Во время этой выволочки красный как рак Малыш Роланд мужественно играл желваками и молчал. За своим окошком меленько хихикал хозяин забегаловки.
– А не получилось убедить, – безжалостно продолжала я, – подделай пропуск или рявкни для успокоения души на этого думателя и творца истин. Морду ему набей, в конце концов! Мужчина… С работы ты, конечно, вылетишь, зато уважать себя будешь. На кой черт тебе эти мышцы? Плесни немного.
Сердитая начальница, я выпила вторую чашку вполне, кстати, приличного кофе, докурила сигарету, в чашке ее затушила, зная, что Малыш потом все отмоет, и направилась к выходу.
– В Старый порт сходи, – бросила я через плечо. – Дело гнилое, но на большее ты и не способен.
Малыш чуть не плакал. Мне стало его жаль. Стерва я, стерва! Я обернулась и, улыбаясь, боком-боком, покачивая бедрами, с кошачьей грацией подошла к обалдевшему помощнику, на мгновение прильнула к нему всем телом и тут же отпрянула.
– А ведь у тебя ничего начальница, а? – спросила я перед тем как окончательно уйти.
Малыш Роланд, детинушка шестидесятого размера, стоял посреди забегаловки с чашками в руках и нечленораздельно мычал.
Ох и кретины же они все! Кроме, пожалуй, одного…
Строфа 2
– Ве-ро-ни! Ве-ро-ни! Ве-ро-ни-ка!!!
Чашки я на радостях расколошматил, но старикашка-инвалид внакладе не остался.

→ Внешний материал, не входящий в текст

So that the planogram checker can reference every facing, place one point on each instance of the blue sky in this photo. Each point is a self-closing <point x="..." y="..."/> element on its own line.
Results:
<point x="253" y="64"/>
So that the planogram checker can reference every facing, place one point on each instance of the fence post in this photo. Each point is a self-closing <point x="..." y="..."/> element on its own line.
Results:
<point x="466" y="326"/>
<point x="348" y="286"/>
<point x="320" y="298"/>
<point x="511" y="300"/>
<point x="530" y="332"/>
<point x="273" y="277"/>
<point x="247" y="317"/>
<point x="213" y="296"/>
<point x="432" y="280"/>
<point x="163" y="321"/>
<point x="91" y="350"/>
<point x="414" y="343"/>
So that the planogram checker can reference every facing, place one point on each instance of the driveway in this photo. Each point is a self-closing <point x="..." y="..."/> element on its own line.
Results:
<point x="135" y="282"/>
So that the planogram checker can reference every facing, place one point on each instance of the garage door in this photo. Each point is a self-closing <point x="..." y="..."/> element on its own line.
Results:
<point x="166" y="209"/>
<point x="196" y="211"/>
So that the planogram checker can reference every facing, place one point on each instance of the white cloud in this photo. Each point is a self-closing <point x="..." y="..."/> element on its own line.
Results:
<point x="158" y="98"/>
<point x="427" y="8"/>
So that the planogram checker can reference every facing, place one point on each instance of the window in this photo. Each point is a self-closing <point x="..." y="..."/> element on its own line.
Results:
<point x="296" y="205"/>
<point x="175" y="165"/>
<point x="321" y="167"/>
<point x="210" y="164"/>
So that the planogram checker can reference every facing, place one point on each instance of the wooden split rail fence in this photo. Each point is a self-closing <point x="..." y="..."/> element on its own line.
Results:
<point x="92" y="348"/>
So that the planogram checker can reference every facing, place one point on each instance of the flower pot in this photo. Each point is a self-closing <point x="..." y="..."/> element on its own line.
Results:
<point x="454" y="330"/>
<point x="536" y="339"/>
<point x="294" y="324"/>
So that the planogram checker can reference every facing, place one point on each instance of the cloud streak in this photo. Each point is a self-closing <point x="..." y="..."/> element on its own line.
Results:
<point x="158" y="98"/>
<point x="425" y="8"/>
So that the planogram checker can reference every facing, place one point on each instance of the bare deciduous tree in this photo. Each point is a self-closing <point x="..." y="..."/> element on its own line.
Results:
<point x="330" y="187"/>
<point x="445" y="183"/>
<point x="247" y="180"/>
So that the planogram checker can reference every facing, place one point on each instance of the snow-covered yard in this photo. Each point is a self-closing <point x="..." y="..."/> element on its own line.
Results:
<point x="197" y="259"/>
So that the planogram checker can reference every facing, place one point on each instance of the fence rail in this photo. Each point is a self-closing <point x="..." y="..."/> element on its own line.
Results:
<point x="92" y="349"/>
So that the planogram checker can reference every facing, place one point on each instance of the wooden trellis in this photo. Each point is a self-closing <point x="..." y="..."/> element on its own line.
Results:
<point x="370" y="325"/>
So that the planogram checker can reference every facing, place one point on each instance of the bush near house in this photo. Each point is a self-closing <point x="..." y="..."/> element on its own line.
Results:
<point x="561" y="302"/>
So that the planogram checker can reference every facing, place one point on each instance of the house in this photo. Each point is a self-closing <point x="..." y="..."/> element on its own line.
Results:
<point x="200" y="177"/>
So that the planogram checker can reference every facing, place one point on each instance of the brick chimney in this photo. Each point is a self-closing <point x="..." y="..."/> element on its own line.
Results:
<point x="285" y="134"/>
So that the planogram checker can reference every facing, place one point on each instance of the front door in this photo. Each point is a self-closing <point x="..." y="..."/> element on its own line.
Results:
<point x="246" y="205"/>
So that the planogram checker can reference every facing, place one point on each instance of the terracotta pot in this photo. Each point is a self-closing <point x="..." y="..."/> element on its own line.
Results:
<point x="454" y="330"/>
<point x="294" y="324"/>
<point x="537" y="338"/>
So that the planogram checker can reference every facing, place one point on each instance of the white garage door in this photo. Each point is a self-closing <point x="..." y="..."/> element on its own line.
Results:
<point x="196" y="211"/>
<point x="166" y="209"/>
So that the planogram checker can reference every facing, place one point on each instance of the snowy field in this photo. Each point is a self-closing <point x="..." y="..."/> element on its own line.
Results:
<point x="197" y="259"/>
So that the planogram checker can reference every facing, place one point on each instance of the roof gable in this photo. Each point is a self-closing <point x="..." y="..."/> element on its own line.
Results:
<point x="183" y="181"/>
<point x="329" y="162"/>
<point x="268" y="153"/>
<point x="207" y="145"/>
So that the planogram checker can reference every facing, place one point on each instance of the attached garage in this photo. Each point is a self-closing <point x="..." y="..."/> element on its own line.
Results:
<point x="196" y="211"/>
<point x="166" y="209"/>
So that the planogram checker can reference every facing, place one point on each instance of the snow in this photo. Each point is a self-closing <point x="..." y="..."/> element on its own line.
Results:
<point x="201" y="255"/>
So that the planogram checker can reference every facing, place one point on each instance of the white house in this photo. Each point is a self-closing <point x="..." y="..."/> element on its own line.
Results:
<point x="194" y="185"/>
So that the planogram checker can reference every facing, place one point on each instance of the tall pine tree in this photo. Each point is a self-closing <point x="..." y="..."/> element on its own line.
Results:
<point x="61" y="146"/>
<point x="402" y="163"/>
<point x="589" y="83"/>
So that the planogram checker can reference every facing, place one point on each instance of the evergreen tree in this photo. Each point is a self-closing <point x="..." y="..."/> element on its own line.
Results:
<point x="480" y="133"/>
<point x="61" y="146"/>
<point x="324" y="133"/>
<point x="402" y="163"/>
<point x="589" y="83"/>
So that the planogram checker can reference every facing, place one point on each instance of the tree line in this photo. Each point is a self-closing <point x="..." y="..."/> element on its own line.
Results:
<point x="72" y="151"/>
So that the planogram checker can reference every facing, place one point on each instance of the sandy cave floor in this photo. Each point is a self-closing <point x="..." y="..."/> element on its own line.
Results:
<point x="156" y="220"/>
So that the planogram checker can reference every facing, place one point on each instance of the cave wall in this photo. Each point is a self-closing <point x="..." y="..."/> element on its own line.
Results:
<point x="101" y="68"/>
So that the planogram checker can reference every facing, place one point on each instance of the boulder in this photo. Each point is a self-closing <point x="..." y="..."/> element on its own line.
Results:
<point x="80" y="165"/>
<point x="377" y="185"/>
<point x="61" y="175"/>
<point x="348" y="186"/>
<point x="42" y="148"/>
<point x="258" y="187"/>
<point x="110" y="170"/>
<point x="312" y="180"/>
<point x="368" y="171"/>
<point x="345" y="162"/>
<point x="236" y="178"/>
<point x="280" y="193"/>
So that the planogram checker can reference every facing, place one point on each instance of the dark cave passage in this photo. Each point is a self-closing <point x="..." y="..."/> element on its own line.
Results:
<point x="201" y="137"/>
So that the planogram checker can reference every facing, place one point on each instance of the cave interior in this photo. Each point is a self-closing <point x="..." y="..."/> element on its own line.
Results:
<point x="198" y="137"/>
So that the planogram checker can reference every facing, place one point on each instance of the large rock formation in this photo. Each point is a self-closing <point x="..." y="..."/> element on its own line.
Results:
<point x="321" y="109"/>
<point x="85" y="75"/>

– Видал? – спросил я его. – Вероника!
– Красивая, – прошамкал старик, любовно разглаживая протезом розовую купюру. – А в Старый Порт ты все равно не ходи. Это изроды. Дожились, значит. Началось.
Строфа 3
Мужики – кретины все поголовно, с малыми вариациями кретинизма. А женщины по моей классификации делятся на четыре подкласса: дикие; домашние; одомашненные, бывшие дикие; и одичавшие, бывшие домашние. Между любыми двумя из этих категорий не только симпатии и взаимопонимания, но даже простой терпимости быть не может. Поэтому диалог, имевший место в приемной шеф-академика, отличался удивительной лаконичностью и хорошо скрываемой эмоциональностью.
– У себя?
– Совещание.
– Давно?
– Нет.
– Я подожду.
– Зря.
– И все-таки.
– Как угодно, – прошипела из-за «Роботрона» куколка из тех, кто терпит, когда ее называют «рыбкой», «киской» и – спаси и сохрани – «лапонькой». Когда им хорошо, они неприступны, чтобы не продешевить. Но когда плохо, с готовностью падают под куст за пирожок с повидлом.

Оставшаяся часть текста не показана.